Although the customer’s main reason for limiting the heat input was to prevent the plate from taking on a “banana” shape, distortion also would force a 1/8 in gap between the plates to close during welding to a distance that for all intents and purposes is equal to zero. Once this happens, complete penetration through the joint will become almost impossible with the low heat input constraint mentioned above.

Now let’s think about the opposite scenario. Widening the root opening to greater than ¼ in would have been ideal for two reasons. First, opening up access to the joint with a larger gap (or perhaps an included angle greater than 20 deg) allows the welder to focus the arc at the intersection of the backing bar and the feather edge of the sidewall. By “focusing the arc,” I mean that he or she can angle the torch and bisect the 110 deg angle (shown in Figure 2).

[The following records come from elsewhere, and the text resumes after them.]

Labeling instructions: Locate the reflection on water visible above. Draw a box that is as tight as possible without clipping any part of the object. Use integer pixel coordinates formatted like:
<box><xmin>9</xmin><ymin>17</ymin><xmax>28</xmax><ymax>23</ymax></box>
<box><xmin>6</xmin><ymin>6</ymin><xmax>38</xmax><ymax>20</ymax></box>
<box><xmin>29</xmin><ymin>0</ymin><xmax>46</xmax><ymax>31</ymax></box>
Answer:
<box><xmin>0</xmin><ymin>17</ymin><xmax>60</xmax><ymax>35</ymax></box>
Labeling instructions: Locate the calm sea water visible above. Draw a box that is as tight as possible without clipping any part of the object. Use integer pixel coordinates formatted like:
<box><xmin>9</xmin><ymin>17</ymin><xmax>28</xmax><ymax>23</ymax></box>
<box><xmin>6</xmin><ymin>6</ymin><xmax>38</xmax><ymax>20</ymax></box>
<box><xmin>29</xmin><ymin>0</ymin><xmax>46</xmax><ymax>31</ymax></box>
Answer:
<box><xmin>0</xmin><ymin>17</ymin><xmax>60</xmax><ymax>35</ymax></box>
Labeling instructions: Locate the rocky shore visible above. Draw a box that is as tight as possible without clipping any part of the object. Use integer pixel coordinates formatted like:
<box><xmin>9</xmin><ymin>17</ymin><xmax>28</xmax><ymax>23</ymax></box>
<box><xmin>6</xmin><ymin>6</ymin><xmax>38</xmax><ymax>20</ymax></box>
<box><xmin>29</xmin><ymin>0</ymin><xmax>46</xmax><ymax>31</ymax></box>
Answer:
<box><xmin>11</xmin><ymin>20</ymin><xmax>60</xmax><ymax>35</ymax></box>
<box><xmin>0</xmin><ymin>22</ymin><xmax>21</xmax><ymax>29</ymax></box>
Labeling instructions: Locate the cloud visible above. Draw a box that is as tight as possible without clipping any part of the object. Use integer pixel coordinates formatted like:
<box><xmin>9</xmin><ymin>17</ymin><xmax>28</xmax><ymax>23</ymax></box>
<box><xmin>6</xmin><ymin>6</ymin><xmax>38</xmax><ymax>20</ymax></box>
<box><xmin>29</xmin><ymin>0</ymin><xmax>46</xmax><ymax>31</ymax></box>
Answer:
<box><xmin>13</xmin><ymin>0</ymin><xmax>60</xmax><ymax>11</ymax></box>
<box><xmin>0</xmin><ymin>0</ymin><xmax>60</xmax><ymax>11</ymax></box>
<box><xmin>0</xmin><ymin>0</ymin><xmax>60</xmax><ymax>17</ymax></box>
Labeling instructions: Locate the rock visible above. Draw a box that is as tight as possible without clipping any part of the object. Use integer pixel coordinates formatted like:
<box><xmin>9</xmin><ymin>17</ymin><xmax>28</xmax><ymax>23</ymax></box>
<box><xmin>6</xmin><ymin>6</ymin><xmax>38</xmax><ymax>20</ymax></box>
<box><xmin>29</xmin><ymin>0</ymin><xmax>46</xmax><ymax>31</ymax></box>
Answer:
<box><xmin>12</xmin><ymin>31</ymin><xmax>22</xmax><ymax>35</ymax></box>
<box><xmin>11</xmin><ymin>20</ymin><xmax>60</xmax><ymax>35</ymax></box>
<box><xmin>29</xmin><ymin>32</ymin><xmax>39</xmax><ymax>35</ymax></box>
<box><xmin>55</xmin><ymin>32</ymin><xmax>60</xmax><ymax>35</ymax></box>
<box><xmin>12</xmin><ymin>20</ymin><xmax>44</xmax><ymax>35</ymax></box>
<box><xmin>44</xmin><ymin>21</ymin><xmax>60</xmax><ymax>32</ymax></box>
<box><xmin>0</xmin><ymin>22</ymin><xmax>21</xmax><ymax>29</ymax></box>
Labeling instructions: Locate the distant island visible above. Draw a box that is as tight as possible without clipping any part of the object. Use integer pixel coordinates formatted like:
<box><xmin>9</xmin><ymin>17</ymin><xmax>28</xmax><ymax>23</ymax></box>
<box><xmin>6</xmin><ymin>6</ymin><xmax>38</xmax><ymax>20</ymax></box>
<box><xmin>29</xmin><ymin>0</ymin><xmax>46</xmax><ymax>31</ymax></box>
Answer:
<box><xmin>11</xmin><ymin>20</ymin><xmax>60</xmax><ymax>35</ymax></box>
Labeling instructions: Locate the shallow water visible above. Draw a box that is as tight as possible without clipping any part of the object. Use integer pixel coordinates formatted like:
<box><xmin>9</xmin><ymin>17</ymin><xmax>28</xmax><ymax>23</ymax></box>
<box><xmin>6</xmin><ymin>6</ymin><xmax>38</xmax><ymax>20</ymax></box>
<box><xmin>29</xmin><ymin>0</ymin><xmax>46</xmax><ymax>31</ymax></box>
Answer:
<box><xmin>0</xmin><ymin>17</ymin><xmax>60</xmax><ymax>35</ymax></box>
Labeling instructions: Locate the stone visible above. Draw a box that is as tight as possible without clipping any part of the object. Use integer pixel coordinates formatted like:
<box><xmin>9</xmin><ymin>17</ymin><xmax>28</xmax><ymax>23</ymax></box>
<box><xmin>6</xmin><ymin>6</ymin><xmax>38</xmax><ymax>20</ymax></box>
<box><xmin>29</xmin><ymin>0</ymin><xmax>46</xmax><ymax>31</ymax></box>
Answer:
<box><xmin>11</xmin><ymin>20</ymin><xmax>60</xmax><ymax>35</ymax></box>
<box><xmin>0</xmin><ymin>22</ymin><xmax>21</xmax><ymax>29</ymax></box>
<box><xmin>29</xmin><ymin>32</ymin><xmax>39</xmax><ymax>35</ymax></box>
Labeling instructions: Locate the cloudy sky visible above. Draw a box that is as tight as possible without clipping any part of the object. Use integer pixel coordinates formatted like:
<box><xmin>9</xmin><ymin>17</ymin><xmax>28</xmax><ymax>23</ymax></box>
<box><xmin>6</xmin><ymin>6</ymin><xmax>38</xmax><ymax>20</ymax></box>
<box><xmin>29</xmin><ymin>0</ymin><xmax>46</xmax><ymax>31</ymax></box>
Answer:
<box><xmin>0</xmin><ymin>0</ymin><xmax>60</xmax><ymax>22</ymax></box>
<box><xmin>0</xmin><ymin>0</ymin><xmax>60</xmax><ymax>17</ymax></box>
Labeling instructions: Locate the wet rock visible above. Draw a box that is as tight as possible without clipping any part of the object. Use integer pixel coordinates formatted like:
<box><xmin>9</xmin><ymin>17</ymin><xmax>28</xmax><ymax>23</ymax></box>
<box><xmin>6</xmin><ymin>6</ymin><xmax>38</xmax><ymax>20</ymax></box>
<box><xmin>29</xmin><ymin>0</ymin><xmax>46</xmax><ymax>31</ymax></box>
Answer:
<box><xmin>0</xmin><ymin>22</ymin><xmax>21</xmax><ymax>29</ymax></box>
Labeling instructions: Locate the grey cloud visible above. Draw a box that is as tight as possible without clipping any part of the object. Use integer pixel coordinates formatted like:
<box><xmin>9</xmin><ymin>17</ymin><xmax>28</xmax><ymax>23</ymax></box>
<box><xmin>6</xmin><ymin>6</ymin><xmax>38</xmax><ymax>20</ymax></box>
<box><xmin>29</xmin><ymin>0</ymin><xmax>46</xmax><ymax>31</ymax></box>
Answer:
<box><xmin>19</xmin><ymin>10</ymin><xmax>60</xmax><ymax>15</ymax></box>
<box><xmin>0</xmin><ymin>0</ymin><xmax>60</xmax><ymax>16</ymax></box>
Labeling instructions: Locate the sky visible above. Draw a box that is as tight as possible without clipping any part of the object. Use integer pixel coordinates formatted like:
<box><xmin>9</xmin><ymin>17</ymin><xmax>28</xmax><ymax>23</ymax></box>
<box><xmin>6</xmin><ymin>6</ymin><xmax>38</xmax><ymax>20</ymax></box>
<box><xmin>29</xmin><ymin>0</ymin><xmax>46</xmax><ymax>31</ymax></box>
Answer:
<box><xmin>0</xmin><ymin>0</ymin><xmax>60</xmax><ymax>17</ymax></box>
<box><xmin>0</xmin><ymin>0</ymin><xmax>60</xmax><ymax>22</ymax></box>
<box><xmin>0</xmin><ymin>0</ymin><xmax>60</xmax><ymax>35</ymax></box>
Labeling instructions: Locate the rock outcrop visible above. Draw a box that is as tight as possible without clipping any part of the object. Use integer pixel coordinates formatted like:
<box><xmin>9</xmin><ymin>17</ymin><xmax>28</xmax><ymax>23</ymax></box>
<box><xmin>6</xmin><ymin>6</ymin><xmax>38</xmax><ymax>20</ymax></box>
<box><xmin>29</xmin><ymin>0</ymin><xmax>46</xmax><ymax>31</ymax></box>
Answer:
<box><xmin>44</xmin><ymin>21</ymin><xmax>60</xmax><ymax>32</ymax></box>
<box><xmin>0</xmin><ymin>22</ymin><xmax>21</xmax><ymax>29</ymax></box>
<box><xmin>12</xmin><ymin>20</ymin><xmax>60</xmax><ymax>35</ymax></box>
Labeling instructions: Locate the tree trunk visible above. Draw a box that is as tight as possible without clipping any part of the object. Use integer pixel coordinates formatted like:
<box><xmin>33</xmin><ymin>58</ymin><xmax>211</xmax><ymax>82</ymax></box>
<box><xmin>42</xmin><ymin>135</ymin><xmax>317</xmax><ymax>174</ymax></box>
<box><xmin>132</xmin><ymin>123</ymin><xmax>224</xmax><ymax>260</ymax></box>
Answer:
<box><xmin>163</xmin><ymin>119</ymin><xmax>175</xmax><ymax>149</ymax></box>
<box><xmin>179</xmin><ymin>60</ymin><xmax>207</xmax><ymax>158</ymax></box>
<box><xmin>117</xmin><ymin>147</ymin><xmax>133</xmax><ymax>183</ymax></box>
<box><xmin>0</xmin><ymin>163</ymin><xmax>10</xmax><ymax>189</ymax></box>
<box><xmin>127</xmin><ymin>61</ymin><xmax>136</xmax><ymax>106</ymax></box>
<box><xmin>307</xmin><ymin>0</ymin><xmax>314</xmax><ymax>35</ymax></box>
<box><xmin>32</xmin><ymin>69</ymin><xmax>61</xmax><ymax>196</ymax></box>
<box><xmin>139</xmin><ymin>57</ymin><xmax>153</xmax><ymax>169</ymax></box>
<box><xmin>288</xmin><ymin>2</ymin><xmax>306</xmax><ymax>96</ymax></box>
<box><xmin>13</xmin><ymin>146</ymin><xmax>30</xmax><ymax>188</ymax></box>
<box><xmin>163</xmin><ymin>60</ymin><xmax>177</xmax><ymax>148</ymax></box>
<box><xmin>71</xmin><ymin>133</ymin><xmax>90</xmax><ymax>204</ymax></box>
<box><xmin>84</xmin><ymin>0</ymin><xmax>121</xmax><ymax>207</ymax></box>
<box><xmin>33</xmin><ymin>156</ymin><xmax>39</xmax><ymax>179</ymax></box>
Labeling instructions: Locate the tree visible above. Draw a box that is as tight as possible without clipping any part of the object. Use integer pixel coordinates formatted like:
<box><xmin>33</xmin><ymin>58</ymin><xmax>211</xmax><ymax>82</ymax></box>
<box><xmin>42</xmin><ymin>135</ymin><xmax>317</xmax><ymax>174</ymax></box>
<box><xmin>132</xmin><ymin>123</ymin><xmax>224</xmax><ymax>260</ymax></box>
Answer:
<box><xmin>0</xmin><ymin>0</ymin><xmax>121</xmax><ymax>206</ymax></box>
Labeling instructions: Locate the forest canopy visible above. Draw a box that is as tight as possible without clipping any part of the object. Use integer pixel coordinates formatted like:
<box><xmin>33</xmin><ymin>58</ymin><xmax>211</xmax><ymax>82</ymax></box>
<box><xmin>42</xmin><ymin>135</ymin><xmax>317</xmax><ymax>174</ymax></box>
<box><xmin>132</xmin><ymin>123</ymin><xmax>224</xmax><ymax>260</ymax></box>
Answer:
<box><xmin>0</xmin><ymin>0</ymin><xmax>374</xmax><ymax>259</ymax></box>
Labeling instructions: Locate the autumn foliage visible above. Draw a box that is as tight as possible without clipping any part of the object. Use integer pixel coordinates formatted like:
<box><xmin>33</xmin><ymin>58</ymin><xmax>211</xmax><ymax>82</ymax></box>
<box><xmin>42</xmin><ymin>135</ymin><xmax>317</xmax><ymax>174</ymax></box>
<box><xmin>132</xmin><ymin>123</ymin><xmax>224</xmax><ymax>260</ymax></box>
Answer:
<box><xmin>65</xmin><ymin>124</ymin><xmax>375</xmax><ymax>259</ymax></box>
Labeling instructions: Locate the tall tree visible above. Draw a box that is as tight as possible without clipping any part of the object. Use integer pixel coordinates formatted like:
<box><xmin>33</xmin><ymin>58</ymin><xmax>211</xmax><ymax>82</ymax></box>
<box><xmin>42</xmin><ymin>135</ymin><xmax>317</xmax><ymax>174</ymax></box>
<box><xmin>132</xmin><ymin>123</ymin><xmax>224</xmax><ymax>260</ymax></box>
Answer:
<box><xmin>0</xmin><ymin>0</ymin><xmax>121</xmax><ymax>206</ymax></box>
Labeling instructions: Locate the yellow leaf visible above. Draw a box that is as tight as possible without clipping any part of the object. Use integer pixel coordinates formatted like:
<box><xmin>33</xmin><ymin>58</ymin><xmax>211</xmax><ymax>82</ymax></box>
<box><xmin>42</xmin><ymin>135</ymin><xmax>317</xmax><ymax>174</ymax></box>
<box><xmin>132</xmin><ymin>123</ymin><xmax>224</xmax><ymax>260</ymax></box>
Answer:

A second benefit to opening up the gap wider than ¼ in was that it would give us the ability to use two stringer passes, as opposed to one pass down the middle of the joint. In so doing, we would rely less on the papilla (or penetration profile) of the single stringer pass to sweep all the way to the side of the joint and catch the feather edge.

Nevertheless, the customer balked at the idea of widening the joint, as this would essentially double the number of passes required to fill the joint. And their concern was quite valid when factoring in the not-so-minor detail that the sections of steel to be welded were several yards in length. A 100 percent increase in arc time and the resulting loss in productivity were simply out of the question.